The Claw sprinted toward me, the edge of her speed dulled by fatigue, limping from the wound in her foot; something I hadn't noticed, before. I began to jog toward her, swaying from the path of the first knife she threw my way, sprinting as she hurled the second in order to throw off her aim, and then we were on top of one another.

She raised her blade, preparing to bring it crashing down on me, but I could see it all, see the path the blade would take, see every action and counteraction that could occur, and before the blade had even begun its descent I had decided on a course of action.

I simply grabbed her wrist and twisted, and she was forced to drop the blade. But she spun with the motion, jumping and kicking at my head so the wrist I was holding was closest to the ground. She expected me to let go in order to dodge.

But I had already seen this course of action.

I ducked beneath her kick, tightened my grip on her wrist, and held on—and she screamed as I broke her wrist and dislocated her shoulder and just kept twisting because I wanted to hear her scream more.

We were separated, now, her arm mangled and dangling uselessly by her side. She was panting, teeth clenched in an attempt to control the whimpers pouring from her mouth. I was just watching her, seeing all the openings and possibilities and knowing that I could beat her.

She grabbed a knife with her left hand--she was right handed, and would be at a slight disadvantage. I drew my own two blades, parried her first downward stroke, and stabbed her in the side before she could block me. It was all so suddenly easy.

If only it had been this easy earlier. Maybe then I could have saved Aiden.

I was on her in a second, pressing the advantage, thrusting my knee into her side and feeling her ribs give beneath the force of my blow. With ease, I flipped the Claw over, slamming her into the ground and probably breaking a few bones in the process. The fight had lasted under a minute.

"Kill me, then," she snarled, teeth stained red by her own blood, eyes slits of burning rage. Her face was mangled by the burn and pale from lack of sun and twisted in pain and hate. I felt nothing for her.
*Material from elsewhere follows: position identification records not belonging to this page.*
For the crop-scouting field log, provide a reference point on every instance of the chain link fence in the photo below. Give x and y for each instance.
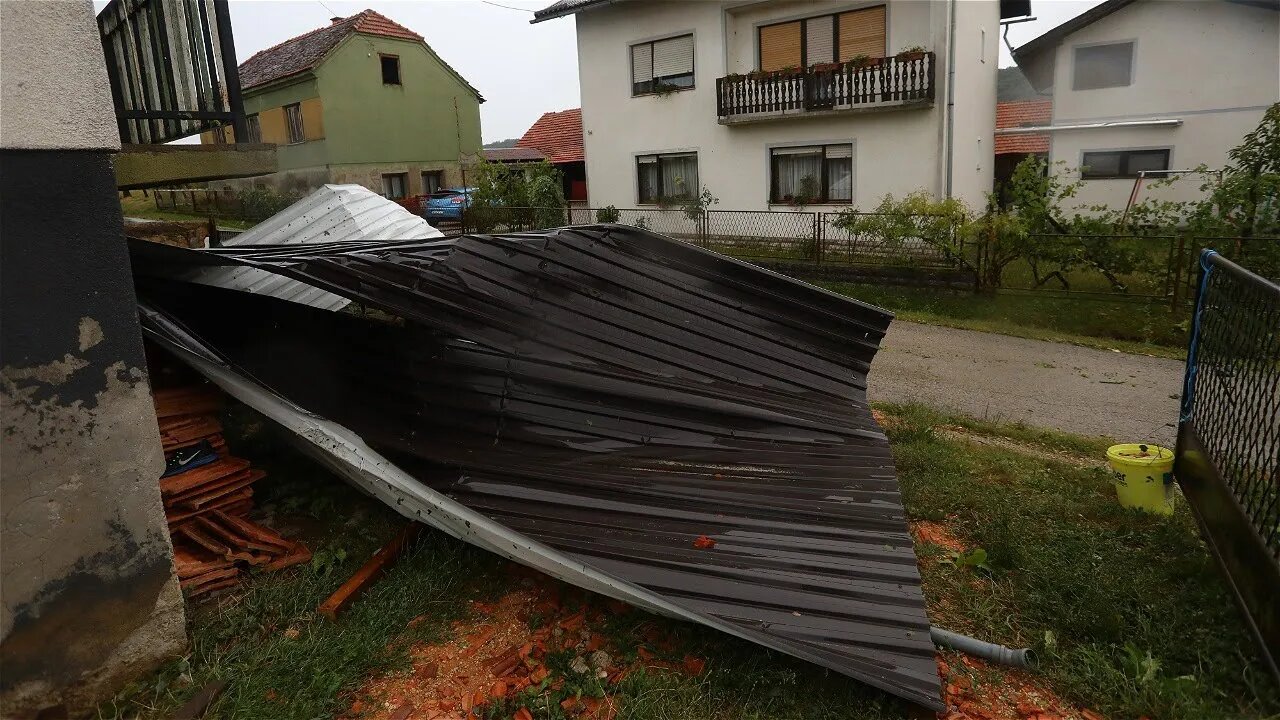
(1228, 459)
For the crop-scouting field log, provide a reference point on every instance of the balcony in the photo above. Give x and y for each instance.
(867, 85)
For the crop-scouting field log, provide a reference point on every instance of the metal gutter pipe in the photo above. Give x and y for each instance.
(1015, 657)
(1093, 126)
(951, 92)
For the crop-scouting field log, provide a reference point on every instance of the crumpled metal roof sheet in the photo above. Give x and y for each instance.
(333, 213)
(615, 395)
I slammed the Claw into the ground again, not feeling anything, not even a fierce vengeance as she choked on her own blood. I just knew I wanted to hear her choke more, hear the blood bubble and catch in her throat as she struggled to breathe. "No," I ordered. "You will listen and you will answer."

I was somehow both painfully aware of and removed from the horrible, painful emptiness inside of me. The Claw spat out the blood in her mouth. "Ask away. There's nothing you can do, nothing you can do with your strength and your smarts because you can't hurt me., Mujōna." She sneered, pain and triumph in her eyes. "You can't hurt me."
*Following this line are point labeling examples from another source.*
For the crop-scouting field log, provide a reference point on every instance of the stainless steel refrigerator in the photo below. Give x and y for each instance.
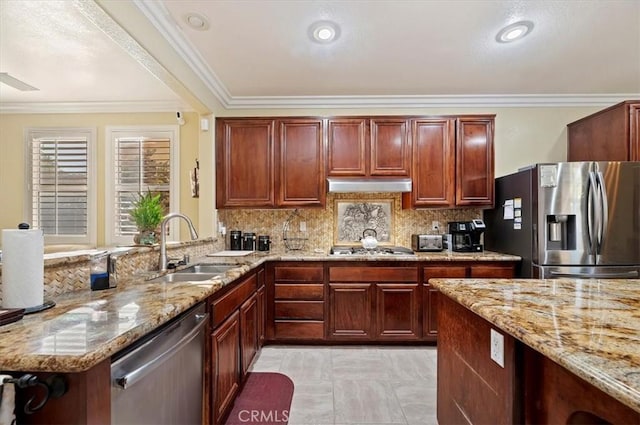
(569, 219)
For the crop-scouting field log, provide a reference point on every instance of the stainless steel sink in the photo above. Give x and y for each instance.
(209, 268)
(184, 277)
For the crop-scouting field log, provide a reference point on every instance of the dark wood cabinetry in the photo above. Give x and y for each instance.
(245, 163)
(474, 161)
(453, 162)
(612, 134)
(375, 147)
(433, 163)
(454, 271)
(374, 303)
(300, 163)
(248, 332)
(225, 344)
(266, 163)
(296, 295)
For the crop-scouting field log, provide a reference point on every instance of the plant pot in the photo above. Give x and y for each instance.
(146, 237)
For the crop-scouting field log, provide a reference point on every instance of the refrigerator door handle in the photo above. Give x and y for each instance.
(622, 275)
(592, 212)
(604, 211)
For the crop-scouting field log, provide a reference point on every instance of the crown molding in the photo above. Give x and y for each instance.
(430, 101)
(91, 107)
(161, 19)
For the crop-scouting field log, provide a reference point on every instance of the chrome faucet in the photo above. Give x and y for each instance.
(163, 236)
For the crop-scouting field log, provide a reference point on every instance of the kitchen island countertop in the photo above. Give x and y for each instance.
(86, 327)
(590, 327)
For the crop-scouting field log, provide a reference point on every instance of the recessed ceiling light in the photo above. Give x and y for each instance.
(197, 21)
(324, 31)
(514, 31)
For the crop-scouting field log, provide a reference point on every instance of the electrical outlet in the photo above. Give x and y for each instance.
(497, 348)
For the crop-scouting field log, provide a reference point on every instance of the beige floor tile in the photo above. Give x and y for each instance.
(366, 401)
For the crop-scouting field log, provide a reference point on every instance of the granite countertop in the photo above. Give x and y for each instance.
(590, 327)
(86, 327)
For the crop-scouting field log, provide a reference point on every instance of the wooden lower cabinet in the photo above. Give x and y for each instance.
(248, 332)
(397, 311)
(225, 344)
(350, 311)
(453, 271)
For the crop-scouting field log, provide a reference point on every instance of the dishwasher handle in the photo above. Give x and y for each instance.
(134, 376)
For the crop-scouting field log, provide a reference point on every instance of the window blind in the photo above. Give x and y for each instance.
(60, 185)
(141, 164)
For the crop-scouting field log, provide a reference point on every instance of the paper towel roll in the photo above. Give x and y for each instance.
(22, 268)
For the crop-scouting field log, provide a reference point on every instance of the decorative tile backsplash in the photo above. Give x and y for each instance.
(321, 224)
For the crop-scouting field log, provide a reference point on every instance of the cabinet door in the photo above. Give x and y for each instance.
(300, 167)
(430, 296)
(244, 163)
(433, 167)
(390, 147)
(347, 148)
(226, 357)
(397, 311)
(474, 161)
(351, 309)
(248, 332)
(634, 132)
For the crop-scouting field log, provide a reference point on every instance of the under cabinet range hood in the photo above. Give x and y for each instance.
(361, 184)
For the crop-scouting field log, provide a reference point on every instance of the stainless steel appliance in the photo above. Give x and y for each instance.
(426, 243)
(577, 219)
(380, 250)
(465, 235)
(160, 379)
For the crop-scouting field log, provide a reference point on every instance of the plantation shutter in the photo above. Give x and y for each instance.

I ignored her, ignored the truth in her words. I would never be able to hurt her, hurt the Rising Phoenix, as they had hurt me. But, all the same, I held the front of her armor, slamming her into the ground.

"It grows and blossoms," I choked out, pulling her up only to slam her into the ground once again. My hands remained clenched around the straps of her body armor, pressing her into the ground. "It dies and wilts." The Claw was making pained little gasps, the pressure I was putting on her pushing the rib further into her lung. I pressed harder. "It happens in the beginning ." My voice broke, and emphasized each line by ramming her into the ground. "And happens in the end. It can make you cry, it can make you sad, it can make you smile, and can make you brave," The Claw was nearly dead; I'd seen enough people die in front of me to know when they were on the cusp between life and death. But she had enough strength in her, she needed to have enough strength to answer my question.

"What is it?"

My eyes were empty, empty of emotions and empty of mercy and empty of tears. The Claw's breath barely dribbled through her crushed throat. "I... don't know," She gurgled past the blood, and then her eyes glazed over, staring at something I couldn't see, still pinned open in death. I pulled her up and dropped her once again, no strength in the movement as her limp body hit the ground.

"It's love, you fucker," I whispered. "It's love."